La force majeure irakienne aggrave le déficit de 10 millions de barils par jour
L'Irak a déclaré la force majeure sur tous les champs pétrolifères exploités par des entreprises étrangères, une décision qui suspend de fait une part significative de sa production de brut et signale une aggravation de la tourmente sur les marchés mondiaux de l'énergie. Cette déclaration libère Bagdad de ses obligations contractuelles d'approvisionnement, invoquant un environnement de sécurité chaotique rendant les opérations intenables. Cela fait suite à de fortes réductions de production des champs pétrolifères du sud de l'Irak, qui tentent de faire face à l'escalade du conflit régional.
Cette décision aggrave une crise d'approvisionnement déjà sévère. Un conflit plus large a paralysé les infrastructures énergétiques dans tout le golfe Persique, avec des attaques endommageant les raffineries et les terminaux d'exportation en Arabie saoudite, au Koweït et aux Émirats arabes unis. La perturbation totale de la région est estimée à près de 10 millions de barils par jour, soit environ 10 % de la production quotidienne mondiale, créant l'un des plus grands chocs d'approvisionnement de ces dernières décennies.
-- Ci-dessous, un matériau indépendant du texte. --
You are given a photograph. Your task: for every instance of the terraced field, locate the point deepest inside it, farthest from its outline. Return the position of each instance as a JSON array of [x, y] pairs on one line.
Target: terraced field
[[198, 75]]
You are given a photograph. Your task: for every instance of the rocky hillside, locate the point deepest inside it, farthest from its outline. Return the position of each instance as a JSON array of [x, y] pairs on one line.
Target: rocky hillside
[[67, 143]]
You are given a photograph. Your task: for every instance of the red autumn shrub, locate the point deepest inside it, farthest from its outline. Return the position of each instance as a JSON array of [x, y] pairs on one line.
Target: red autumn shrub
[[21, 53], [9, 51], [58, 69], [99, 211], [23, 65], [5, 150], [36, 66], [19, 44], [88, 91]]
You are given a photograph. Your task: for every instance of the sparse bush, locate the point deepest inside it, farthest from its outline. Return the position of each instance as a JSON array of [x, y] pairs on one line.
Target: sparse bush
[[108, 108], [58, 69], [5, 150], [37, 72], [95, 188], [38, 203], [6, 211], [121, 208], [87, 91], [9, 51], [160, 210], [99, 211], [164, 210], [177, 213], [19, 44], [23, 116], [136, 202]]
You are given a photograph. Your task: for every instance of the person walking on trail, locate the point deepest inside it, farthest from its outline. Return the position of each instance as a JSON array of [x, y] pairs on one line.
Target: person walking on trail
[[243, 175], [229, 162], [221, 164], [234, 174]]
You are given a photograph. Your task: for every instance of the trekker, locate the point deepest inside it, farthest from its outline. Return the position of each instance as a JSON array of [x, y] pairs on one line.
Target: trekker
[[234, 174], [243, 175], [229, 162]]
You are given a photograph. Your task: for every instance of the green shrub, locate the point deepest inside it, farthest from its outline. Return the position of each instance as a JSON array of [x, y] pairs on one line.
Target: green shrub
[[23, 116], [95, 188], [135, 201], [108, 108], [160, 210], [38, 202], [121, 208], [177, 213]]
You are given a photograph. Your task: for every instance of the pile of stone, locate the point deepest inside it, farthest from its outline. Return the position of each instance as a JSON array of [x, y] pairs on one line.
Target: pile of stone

Le Brent dépasse les 108 dollars alors que l'approvisionnement en GNL flanche
La perturbation massive de l'approvisionnement a fait grimper les prix de l'énergie. Le Brent, référence internationale, a augmenté de plus de 5 % pour se négocier au-dessus de 108 dollars le baril, son plus haut niveau depuis fin 2023. Le choc des prix s'est répercuté sur les consommateurs, les prix du diesel aux États-Unis dépassant les 5 dollars le gallon alors que les raffineurs se démènent pour trouver des matières premières.
La crise s'étend au-delà du pétrole brut. Les attaques contre l'immense installation de gaz naturel liquéfié (GNL) de Ras Laffan au Qatar ont mis hors service environ un sixième de la capacité d'exportation du pays, une perte évaluée à 20 milliards de dollars par an qui pourrait prendre de trois à cinq ans à réparer. Avec près d'un quart de l'approvisionnement mondial en GNL menacé, les prix du gaz naturel ont également augmenté, intensifiant la pression sur les économies mondiales.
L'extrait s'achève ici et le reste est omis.